Flat on top of office block would take our light, say neighbours

Flat on top of office block would take our light, say neighbours

PLANS to build a three-bedroom flat on top of a Henley office block are being opposed by the neighbours.

Emma Lawrenson, who owns Chiltern House in Station Road, says the flat would be attractive and have a minimal impact.

But neighbours say it would overlook their homes and block their natural light as well as having a negative impact on the conservation area.

The three-storey block, which is a home to a number of businesses, was built in the Seventies and has been owned by Ms Lawrenson since 2000.

She has already been awarded planning permission to convert the building into eight flats but says she hasn’t acted on this as she wants to develop the “business hub”.

Speaking at a meeting of the town council’s planning committee, Ms Lawrenson said: “Chiltern House is a very ugly Seventies building and I invested pretty heavily. Queen Street neighbours would probably say it’s much better looking than it used to be.

“I’ve worked there ever since and provide a business hub for more than 20 businesses. We have tried to be good neighbours. We work with local businesses and I do care about the environment.”

She said the flat would be built off-site before being installed on the roof of the building.

She said: “It’s factory built and the total impact on neighbours would hopefully be two or three days.

“The north side on Queen Close and the west side on Queen Street will be bedrooms, bathrooms and studies — rooms that will be used less and overnight.

“The semi-detached nature of Queen Street means they already overlook each other’s gardens at much closer proximity.”

But Philip Taylor, of Queen Street, said: “The proposed development would result in an unacceptable loss of amenity and enjoyment of our property.

“Our privacy is already extremely compromised by surrounding high-rise developments and this proposal would amplify this effect.

“Our property already suffers from limited sunlight by virtue of previous modern developments that dwarf our rear garden.

“Our view of the sky is extremely limited. Any increase in height will significantly add to the already claustrophobic nature of this group of buildings.”

Mr Taylor said he also had concerns about parking.

Michael Hollas, of Queen Close, said property numbers 6 to 9 were already overlooked as their south sides face the north side of Chiltern House.
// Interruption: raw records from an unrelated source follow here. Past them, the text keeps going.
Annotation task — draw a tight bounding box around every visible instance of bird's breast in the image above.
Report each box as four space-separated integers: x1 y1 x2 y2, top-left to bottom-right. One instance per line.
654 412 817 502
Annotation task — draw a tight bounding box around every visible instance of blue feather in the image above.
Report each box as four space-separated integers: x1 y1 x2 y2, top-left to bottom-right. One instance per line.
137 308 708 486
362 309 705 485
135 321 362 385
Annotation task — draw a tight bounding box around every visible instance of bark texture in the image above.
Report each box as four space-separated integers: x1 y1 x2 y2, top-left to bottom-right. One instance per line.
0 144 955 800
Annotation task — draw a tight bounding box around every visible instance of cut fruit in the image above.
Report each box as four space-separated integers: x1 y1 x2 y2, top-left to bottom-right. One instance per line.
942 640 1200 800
He said: “The office block itself is already higher than we would have wished and the sun is blocked for all but about six months of the year when it is just above the top of the building.

“The proposed flat would be high enough to block the sunlight all-year round. This is totally unacceptable.”
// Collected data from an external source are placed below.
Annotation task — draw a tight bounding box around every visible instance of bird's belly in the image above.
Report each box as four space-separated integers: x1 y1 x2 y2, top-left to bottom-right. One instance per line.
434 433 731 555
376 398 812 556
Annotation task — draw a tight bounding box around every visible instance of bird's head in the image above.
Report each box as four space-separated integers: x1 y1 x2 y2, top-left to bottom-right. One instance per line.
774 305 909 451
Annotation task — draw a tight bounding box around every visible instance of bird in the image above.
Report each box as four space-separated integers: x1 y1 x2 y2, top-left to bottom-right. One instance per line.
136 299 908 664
The Henley Society, a conservation group, has also objected to the flat, saying it would be “unneighbourly” and “over-development”.

It said: “It would be unduly intrusive for properties in Queen Street due to loss of light, overlooking and an increase in bulk, which is already dominant.

“The houses particularly affected are of special architectural interest and are in a conservation area.” The committee recommended the application is refused on the grouds of over-development and the effect on neighbours.

Councillor Stefan Gawrysiak said: “I think there would be a considerable loss of amenity value. Pop an extension on top of that building and it will absolutely impact neighbours.”

Councillor Sam Evans said: “It’s part of the trend in Henley for these infill buildings and office blocks to try to go further and further up.

“We should definitely refuse this one to send out a message loud and clear that it isn’t acceptable.

“Credit for what she has done with the building — it’s a huge improvement — but the overlooking is massively increased and the neighbours are going to suffer loss of light.”

Councillor David Nimmo Smith said: “What is being proposed is out of character with the area, it’s a bit too high and too much.”

The committee asked the application to be “called in” by South Oxfordshire District Council, meaning it is considered by its planning committee rather than officers. A decision is due to be made on Friday, May 3.